20 Jahre nach dem ungesühnten Anschlag vom S-Bahnhof Wehrhahn
Düsseldorf In das Gedenken an das Leid der Opfer mischt sich bittere Kritik an Strafermittlern, Politik und Verwaltung.
Die Gedenktafel hängt bereits seit dem 11. Mai an der Brücke über den Gleisen des S-Bahnhofs Wehrhahn. Eine Gedenktafel, die nicht nur an den Bombenanschlag an eben jener Stelle vor 20 Jahren erinnert. Sondern deren Text auch bittere Vorwürfe enthält. Nicht nur an die Strafverfolgungsbehörden, denen Versäumnisse bei den Ermittlungen vorzuwerfen seien. Auch die Stadt Düsseldorf kommt nicht gut weg. Auf dem schlichten Metallschild, das am Montag, genau 20 Jahre nach dem Anschlag, mit einer Gedenkveranstaltung einer größeren Öffentlichkeit vorgestellt wurde, heißt es: Betroffene des Anschlags seien „trotz ihrer teilweise schweren Verletzungen und den aus diesen folgenden Einschränkungen von der damaligen Politik und Verwaltung nicht ausreichend unterstützt worden“.

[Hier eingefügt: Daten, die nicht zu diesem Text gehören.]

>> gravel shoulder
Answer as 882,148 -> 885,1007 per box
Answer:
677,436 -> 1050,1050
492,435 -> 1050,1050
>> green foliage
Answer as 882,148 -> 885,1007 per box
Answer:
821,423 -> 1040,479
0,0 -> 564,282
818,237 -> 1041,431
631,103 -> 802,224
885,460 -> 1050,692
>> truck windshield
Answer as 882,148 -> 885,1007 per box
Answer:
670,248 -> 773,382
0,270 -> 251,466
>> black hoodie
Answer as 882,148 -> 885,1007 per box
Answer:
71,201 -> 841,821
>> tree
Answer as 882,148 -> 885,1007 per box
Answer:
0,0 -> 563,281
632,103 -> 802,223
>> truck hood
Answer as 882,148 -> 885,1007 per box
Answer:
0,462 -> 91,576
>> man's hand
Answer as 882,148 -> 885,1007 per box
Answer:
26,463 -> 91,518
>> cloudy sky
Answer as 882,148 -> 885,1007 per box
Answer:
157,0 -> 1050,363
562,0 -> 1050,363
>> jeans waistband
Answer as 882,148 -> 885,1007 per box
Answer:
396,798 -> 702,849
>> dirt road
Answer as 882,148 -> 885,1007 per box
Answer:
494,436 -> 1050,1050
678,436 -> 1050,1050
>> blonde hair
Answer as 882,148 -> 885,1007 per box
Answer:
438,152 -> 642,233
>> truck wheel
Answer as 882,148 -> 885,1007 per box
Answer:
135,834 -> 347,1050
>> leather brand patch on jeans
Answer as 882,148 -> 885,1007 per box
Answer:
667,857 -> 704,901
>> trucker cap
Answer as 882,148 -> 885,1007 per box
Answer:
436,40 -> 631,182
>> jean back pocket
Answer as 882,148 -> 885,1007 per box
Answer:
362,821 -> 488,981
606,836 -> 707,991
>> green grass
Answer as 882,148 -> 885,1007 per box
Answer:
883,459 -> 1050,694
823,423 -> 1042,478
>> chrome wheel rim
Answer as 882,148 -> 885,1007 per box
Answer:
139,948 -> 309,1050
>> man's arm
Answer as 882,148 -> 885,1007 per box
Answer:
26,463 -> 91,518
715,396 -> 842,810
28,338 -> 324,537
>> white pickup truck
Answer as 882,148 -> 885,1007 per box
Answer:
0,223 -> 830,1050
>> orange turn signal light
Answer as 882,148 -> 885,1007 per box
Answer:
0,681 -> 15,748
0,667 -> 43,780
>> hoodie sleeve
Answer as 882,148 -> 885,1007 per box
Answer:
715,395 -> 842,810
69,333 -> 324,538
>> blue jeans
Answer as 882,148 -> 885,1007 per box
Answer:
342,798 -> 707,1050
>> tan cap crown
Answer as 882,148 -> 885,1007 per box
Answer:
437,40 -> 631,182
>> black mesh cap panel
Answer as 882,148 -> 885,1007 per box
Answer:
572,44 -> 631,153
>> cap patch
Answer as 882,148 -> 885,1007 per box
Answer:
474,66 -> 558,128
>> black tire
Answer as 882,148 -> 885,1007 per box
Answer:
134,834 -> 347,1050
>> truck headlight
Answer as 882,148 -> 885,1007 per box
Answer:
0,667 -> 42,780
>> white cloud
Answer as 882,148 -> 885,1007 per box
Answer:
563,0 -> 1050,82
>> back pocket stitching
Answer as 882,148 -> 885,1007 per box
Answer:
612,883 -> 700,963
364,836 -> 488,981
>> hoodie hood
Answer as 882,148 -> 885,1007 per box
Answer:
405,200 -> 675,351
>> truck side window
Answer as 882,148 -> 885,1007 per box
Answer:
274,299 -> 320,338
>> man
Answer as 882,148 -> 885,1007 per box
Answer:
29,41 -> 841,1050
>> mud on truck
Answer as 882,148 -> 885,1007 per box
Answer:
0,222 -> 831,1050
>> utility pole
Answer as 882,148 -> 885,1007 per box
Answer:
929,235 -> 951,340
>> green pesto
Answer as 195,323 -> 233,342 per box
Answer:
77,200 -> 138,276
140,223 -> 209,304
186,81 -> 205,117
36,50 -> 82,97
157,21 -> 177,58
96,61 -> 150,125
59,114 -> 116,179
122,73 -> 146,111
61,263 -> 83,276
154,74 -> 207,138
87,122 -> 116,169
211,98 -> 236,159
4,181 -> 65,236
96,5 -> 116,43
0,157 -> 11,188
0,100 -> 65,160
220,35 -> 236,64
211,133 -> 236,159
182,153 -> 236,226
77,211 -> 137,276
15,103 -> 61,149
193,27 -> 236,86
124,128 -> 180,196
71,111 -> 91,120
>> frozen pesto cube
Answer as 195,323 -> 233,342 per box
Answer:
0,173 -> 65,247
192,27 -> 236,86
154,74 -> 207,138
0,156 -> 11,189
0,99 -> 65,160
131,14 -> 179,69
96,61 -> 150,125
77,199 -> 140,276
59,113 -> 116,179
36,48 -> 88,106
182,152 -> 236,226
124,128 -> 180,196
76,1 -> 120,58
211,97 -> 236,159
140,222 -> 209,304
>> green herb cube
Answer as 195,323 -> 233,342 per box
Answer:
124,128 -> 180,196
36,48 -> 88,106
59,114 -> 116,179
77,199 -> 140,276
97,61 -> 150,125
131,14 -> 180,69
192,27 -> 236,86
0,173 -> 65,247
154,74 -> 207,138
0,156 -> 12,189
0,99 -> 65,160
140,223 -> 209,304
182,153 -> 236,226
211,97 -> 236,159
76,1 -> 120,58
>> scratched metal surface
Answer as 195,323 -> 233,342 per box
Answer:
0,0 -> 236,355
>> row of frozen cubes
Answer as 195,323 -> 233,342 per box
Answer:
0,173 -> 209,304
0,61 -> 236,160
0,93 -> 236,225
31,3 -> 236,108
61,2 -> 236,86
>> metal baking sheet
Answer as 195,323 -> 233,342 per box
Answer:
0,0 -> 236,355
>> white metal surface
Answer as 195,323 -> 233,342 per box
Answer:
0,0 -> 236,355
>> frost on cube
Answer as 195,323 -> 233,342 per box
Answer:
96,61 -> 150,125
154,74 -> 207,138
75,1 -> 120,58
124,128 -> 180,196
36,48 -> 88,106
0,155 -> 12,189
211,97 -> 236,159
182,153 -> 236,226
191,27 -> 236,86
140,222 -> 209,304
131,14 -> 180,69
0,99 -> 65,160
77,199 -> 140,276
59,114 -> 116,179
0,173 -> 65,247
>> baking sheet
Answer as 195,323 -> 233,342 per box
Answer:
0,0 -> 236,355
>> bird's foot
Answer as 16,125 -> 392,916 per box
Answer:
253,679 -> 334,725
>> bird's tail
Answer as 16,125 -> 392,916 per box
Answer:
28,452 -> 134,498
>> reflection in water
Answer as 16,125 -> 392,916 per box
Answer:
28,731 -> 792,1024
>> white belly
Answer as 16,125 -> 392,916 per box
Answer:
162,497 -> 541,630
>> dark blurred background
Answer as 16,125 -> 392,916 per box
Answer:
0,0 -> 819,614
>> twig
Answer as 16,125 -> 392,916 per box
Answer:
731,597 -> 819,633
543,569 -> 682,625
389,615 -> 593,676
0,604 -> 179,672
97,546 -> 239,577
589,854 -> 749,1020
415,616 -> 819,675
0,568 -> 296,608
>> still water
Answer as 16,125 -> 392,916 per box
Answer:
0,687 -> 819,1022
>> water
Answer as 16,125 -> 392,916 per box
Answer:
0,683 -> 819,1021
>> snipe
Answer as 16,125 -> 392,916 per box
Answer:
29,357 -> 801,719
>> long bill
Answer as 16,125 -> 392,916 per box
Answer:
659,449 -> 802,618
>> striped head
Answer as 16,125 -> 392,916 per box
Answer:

Am Montag versuchte die Stadt, wenigstens symbolisch ein Stück Reparaturarbeit zu der weder politisch noch juristisch gelungenen Aufarbeitung zu leisten. Getrieben von den Bezirksvertretungen 1 und 2 und dem Antirassismus-Bündnis „Düsseldorf stellt sich quer“ gab es die Gedenkfeier, bei der auch Oberbürgermeister Thomas Geisel (SPD) deutliche Worte zu dem „feigen, menschenverachtenden, brutalen Terroranschlag“ fand. Es sei besonders beschämend, dass bis heute der oder die Täter nicht ihrer gerechten Strafe zugeführt werden konnten, „weil es im Nachgang dieses Terroranschlages offenkundige Versäumnisse bei den Ermittlungen gegeben hat“.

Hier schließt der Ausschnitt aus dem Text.